CBD gummies. CBD tinctures. CBD this, CBD that. Same ratios everyone else uses. Same delivery mechanisms. Same everything. That's the $500 violin approach. It works. It's functional. It's also completely forgettable.
If you're going to rebuild, why rebuild the same thing everyone else is building? Why not build something that's actually yours?
Something formulated specifically for the outcome you're trying to create. For the people you're trying to serve. For the experience that only your brand can deliver.
Not because it's trendy. Not because it's a clever workaround. But because the formulation itself is designed around a specific, defensible purpose. Something you truly believe in. Something you are passionate about.
That's what survives. That's what builds brands people remember.
The Three Bears
Here's what custom formulation actually looks like at OBX:
We sit down and talk about what you're really trying to create.
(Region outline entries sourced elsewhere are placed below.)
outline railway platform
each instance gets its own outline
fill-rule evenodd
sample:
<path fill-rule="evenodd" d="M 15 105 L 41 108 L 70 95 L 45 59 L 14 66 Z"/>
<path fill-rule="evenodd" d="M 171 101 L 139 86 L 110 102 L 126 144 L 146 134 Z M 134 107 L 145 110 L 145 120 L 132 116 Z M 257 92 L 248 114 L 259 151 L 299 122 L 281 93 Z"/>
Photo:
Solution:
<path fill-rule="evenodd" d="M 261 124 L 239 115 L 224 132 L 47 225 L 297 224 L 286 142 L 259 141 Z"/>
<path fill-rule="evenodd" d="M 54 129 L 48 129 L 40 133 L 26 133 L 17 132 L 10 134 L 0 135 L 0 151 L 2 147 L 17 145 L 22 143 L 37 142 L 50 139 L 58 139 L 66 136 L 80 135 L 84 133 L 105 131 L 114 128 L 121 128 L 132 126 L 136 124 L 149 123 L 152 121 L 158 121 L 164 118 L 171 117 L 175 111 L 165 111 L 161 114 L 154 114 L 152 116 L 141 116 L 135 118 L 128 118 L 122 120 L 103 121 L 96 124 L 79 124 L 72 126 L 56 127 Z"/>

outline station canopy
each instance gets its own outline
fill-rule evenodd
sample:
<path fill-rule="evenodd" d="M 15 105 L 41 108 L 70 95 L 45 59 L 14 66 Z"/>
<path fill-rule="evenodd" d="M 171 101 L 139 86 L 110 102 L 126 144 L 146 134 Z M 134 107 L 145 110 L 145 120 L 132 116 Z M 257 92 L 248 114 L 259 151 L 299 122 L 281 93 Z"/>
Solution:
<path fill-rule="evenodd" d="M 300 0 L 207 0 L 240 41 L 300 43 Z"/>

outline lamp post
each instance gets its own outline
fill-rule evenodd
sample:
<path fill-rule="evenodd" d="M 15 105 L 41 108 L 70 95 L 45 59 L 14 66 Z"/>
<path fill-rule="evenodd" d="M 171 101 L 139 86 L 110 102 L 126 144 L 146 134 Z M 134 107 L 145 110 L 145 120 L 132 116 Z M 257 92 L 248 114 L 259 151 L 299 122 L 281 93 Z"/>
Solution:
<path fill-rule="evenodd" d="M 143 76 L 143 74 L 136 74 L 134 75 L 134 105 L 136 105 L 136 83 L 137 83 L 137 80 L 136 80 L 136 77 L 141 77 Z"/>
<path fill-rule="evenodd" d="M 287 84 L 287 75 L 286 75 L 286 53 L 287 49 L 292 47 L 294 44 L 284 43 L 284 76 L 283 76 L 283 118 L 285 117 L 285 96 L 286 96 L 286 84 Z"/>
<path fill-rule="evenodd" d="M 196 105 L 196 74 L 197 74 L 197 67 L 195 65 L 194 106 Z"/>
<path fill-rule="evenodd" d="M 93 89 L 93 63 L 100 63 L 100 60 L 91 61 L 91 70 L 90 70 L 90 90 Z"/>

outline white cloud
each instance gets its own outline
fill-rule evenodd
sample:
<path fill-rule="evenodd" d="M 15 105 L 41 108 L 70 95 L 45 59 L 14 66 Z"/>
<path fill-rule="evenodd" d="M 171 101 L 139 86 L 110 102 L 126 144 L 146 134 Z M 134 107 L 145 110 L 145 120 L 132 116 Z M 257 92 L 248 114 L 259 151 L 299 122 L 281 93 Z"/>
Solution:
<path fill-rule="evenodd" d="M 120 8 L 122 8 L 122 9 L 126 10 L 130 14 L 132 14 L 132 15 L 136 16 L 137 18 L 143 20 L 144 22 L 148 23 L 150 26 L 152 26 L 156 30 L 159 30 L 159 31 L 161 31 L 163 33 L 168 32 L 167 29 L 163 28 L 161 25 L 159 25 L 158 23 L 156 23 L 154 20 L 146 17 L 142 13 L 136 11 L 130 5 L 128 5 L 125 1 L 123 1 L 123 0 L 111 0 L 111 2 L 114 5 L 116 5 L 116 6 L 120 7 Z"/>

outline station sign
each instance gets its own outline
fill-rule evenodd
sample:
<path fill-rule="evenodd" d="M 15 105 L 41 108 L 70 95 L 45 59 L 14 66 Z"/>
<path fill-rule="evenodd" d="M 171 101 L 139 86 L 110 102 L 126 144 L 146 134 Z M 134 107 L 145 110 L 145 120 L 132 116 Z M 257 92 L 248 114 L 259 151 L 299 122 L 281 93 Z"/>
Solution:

Not product specs. Purpose. Then our team starts composing. CBG for this. CBN at this ratio. This terpene profile. This delivery mechanism. This timing.
We test it. It doesn't work. We adjust. Test again. Adjust again. Version four is pretty good. Version five is close. Version six is right.
Now you have something that's yours. Not a generic formulation with your label on it. An actual custom formulation built around your specific purpose.
Could someone copy it? Maybe. Could they copy why it works for your specific use case? That's harder. Much harder.
That's the Stradivarius problem. The formula is more than the components.
Build Something Special
I'm not saying every product needs to be custom-formulated from scratch. Sometimes the standard formulation is exactly what you need. CBD isolate at X milligrams in Y delivery format. Done. Ship it.
But if you're pivoting right now—if you're rethinking your entire product line—this is your moment to build something actually differentiated. Not "our CBD gummy is slightly different from their CBD gummy." But "our formulation is built specifically for this outcome in a way nobody else is doing."
That takes more time. More investment. More iteration. It also creates something worth building.
Because when the dust settles and everyone's competing on the same generic formulations, the brands that built something genuinely distinct will be the ones that last.
Build Your Own Special
Antonio Stradivari died in 1737. We're still trying to figure out how he made his violins sound the way they do. 288 years later, nobody's replicated it. Nobody's even gotten close.
Not because the components are secret. We know what he used. Because the formula—the understanding of how those components work together to create something exceptional—that died with him.
Your custom formulation should be like that.
Not something someone can copy from a spec sheet. But something built with such specific intention for such specific purpose that replicating it would require understanding what you were trying to achieve in the first place.
That's not just differentiation. That's defensibility.
And in a market where everyone's rebuilding, that's everything.